Hal ini dikarenakan beberapa orang tua membiarkan tumbuh kembang anaknya jatuh ke dalam pelukan candu ponsel pintar. 

Sebagian orang tua mempercayakan pendidikan dan kemampuan akademik anaknya di tangan ponsel pintar bukan pada bacaan yang diberikan di rumah, sekolah ataupun perpustakaan sebagai media. 

Orang tua dan guru yang mampu menggerakan literasi adalah sosok yang memiliki tombol kendali anaknya secara moderat dalam penggunaan teknologi sebagai akses terbaik dalam mengelola serta melatih mereka berpikir kritis. 

Kolaborasi guru-orang tua juga harus mampu menanamkan persepsi bahwa kemampuan membaca yang baik adalah warisan terbesar dari tokoh-tokoh pendiri bangsa ini (founding fathers). 

Bangsa ini didirikan oleh founding fathers yang bersahabat dengan buku. 
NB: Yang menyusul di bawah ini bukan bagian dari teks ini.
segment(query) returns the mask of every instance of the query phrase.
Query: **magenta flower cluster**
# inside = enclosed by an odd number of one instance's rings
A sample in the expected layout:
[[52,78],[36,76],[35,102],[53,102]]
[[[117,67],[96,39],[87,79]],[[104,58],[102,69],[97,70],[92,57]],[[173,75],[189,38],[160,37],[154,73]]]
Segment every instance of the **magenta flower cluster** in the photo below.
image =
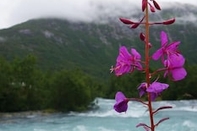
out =
[[[136,127],[143,127],[146,131],[155,131],[155,127],[161,122],[169,119],[169,117],[162,118],[155,123],[154,115],[158,111],[172,108],[172,106],[161,106],[157,109],[152,108],[152,101],[156,100],[164,90],[169,88],[168,84],[158,81],[160,74],[163,73],[161,76],[168,77],[172,81],[182,80],[187,75],[184,68],[185,58],[178,50],[181,42],[175,41],[170,43],[166,32],[161,31],[161,46],[150,55],[149,50],[151,49],[152,44],[149,42],[149,27],[152,25],[170,25],[175,22],[175,18],[164,20],[162,22],[150,22],[149,11],[154,13],[157,10],[161,10],[161,8],[156,0],[142,0],[142,12],[144,12],[144,16],[138,22],[126,18],[120,18],[120,21],[131,29],[138,28],[140,25],[145,25],[145,34],[140,33],[140,39],[145,43],[145,59],[142,59],[141,54],[136,49],[131,48],[130,51],[128,51],[127,47],[121,46],[119,49],[119,55],[116,59],[116,65],[111,68],[111,72],[114,72],[116,76],[133,73],[135,70],[141,71],[145,74],[145,81],[139,84],[137,90],[139,91],[139,97],[146,95],[148,101],[144,102],[139,98],[127,98],[122,92],[118,91],[115,95],[116,103],[114,104],[114,109],[118,113],[126,112],[129,101],[137,101],[144,104],[148,108],[150,125],[139,123]],[[161,62],[162,66],[151,72],[151,60]]]
[[[184,79],[187,72],[183,67],[185,58],[178,51],[180,41],[169,44],[167,34],[164,31],[161,31],[160,39],[161,47],[153,53],[151,58],[153,60],[160,60],[163,67],[156,70],[152,75],[163,71],[164,77],[168,76],[173,81]],[[131,48],[129,52],[125,46],[121,46],[116,60],[116,66],[112,67],[111,71],[114,71],[116,76],[132,73],[134,70],[144,71],[142,64],[141,55],[136,49]],[[144,94],[150,93],[151,100],[154,101],[168,87],[168,84],[157,81],[151,83],[149,87],[146,82],[142,82],[138,87],[139,96],[142,97]],[[125,112],[129,100],[121,92],[117,92],[115,100],[116,104],[114,105],[114,109],[119,113]]]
Sebagai contoh Wakil Presiden Indonesia pertama, Mohammad Hatta, yang memiliki koleksi buku sebanyak tujuh kontainer. 

Bayangkan bagaimana beliau berjibaku meluangkan waktu dan mengolah pikiran dari ide-ide yang didapatkan dari tulisan-tulisan yang dibacanya.

Mohammad Hatta dikenal sebagai cendekiawan serta negarawan sejati  hingga namanya diabadikan di sebuah gedung perkuliahan, Hatta Building di Universitas Erasmus, Belanda.